If transparent dyed dope is not available in your "locality it can be made by dissolving ordinary household dye in acetone and adding it to clear dope. Fluorescent dyed dope is many times as bright as any other finish and if used on the entire ship nothing could be better, but the cost is prohibitive and it fades readily. It may be used on leading edges to increase visibility when a small front profile is presented to the viewer, but if the model's circling rate is high enough the 10-second o.o.s. rule makes up for low visibility in this position.
Metal foil with high gloss finishes can give occasional flashes of very high brightness for almost unlimited visibility, but it is not reliable due to the narrow "beams" of light reflected and of course .is good only in direct sunlight. A high gloss also improves the brightness of colored finishes and should always be used.
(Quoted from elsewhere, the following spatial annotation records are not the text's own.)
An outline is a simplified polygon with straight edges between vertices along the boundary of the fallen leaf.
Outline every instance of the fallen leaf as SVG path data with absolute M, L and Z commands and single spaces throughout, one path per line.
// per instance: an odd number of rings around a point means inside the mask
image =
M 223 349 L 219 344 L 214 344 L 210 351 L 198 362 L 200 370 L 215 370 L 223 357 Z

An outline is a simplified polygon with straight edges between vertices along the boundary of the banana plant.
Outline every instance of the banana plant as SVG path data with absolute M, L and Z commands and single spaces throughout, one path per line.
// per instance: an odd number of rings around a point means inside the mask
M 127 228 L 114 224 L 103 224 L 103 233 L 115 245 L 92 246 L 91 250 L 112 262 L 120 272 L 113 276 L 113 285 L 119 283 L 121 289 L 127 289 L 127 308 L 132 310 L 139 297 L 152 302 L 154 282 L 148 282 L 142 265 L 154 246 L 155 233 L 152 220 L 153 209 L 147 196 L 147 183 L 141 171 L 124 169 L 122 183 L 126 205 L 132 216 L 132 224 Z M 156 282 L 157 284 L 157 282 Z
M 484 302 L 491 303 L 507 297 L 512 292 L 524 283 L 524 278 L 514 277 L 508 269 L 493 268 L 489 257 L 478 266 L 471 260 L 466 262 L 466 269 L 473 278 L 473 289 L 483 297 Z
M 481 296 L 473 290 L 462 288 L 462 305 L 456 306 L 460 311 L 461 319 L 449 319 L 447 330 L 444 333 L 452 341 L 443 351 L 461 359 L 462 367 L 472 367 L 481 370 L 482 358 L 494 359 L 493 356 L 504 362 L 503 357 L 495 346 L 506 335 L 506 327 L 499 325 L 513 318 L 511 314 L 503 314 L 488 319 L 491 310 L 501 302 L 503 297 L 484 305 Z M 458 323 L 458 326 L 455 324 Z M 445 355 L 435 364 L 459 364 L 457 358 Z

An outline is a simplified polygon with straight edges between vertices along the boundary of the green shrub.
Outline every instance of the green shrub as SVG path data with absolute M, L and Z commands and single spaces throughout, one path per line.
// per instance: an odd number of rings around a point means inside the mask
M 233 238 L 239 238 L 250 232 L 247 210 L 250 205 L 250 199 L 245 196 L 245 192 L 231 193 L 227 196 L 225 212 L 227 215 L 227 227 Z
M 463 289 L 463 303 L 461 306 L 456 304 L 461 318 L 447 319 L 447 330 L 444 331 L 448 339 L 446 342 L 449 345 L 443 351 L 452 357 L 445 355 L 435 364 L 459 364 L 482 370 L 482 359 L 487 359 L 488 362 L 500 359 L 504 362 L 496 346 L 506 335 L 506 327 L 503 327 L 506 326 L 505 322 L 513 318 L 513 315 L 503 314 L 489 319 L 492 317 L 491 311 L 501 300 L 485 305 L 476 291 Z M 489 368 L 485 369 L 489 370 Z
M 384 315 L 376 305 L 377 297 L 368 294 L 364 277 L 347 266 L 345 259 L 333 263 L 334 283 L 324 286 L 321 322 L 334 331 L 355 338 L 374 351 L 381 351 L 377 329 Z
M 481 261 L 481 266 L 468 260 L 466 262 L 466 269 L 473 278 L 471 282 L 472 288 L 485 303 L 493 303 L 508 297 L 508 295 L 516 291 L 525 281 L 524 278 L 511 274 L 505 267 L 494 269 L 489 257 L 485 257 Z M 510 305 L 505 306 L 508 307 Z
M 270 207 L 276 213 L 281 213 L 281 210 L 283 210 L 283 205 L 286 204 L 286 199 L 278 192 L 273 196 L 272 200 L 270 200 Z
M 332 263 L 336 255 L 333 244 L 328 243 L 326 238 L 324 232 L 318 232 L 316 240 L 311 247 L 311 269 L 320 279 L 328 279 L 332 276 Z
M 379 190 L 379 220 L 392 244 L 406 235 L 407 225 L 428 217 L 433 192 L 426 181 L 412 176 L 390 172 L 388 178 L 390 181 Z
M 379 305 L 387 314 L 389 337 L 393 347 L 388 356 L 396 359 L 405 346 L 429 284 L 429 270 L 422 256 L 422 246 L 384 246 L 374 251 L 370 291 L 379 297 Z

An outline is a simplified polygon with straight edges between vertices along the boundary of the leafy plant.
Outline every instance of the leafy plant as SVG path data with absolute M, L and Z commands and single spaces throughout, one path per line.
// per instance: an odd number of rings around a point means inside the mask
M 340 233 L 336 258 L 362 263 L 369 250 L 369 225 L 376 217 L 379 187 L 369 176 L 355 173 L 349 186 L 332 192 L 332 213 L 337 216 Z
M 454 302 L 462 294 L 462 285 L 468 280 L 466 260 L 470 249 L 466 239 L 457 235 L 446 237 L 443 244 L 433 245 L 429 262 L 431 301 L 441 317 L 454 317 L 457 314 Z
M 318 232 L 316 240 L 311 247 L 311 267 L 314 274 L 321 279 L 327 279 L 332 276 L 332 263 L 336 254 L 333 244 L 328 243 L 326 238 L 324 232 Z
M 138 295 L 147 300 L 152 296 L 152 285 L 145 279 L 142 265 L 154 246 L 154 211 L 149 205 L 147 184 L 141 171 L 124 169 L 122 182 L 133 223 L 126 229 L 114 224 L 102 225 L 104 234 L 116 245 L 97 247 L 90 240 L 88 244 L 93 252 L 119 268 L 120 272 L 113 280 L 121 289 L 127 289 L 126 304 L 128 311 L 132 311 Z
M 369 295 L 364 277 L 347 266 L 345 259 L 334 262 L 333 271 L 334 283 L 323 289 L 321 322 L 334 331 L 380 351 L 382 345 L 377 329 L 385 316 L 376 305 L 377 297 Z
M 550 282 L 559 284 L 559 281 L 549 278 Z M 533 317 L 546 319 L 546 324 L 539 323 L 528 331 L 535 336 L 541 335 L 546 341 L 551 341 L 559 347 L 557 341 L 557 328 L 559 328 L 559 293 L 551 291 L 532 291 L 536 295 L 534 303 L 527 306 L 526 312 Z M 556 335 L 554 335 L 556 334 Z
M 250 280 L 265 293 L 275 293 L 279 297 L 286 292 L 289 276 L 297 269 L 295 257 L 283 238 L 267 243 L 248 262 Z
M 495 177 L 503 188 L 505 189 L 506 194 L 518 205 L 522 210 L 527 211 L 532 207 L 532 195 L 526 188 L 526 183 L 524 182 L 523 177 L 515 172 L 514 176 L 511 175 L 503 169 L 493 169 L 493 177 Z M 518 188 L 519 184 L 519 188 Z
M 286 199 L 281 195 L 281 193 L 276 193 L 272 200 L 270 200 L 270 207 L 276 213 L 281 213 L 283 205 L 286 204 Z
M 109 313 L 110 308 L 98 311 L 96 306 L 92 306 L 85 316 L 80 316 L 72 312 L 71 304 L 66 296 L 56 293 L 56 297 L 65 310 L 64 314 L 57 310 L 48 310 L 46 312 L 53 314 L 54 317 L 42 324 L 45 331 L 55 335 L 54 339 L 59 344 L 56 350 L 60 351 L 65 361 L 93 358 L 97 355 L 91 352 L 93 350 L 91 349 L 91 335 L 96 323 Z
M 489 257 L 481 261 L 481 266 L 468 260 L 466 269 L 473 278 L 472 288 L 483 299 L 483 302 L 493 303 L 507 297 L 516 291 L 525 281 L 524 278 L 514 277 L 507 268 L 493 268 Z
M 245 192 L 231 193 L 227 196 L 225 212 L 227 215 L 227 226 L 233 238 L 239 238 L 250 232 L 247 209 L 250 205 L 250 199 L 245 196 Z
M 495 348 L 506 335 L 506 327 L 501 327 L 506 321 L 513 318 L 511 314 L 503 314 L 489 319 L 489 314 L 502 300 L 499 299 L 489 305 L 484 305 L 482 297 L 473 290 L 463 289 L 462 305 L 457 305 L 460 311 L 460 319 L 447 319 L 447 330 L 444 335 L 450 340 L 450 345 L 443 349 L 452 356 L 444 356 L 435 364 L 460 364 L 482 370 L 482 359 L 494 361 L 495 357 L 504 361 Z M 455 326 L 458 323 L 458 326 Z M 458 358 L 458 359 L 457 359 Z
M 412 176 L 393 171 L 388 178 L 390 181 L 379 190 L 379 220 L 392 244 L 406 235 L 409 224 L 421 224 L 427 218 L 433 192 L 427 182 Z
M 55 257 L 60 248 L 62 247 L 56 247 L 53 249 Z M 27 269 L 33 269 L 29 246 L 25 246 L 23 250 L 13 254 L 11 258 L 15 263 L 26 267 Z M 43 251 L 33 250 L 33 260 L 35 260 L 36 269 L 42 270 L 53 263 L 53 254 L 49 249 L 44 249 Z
There are a few factors that are concerned with the viewer and not the model that are of considerable help. If the size of the viewer's pupil is less than about 2.3 mm. due to a bright day, visual acuity will decrease due to diffraction of the light entering. the eye. Dark glasses of good quality will allow the pupil to become larger, resulting in better ability to see objects on the threshold of visibility. You may find that it will pay dividends in longer flights recorded before o.o.s. to loan the timer your sunglasses. A visored cap can also increase visual acuity for the same reason, and in addition reduce glare from dust on one's glasses, and to a lesser degree, glare from scattered light within the eye itself.
Summing up, then, we find that orange is the best all-around color for good visibility. It should be used in opaque pigmented form for the fuselage and rudder and in a transparent deeply dyed form for the wing and stab. A glossy waxed finish on both will increase "flash" visibility and apparent brightness of the color.
Proper use of color can make a very real difference in the flight times recorded for your ships. Try it and see how it will. help bring you into the winner's circle!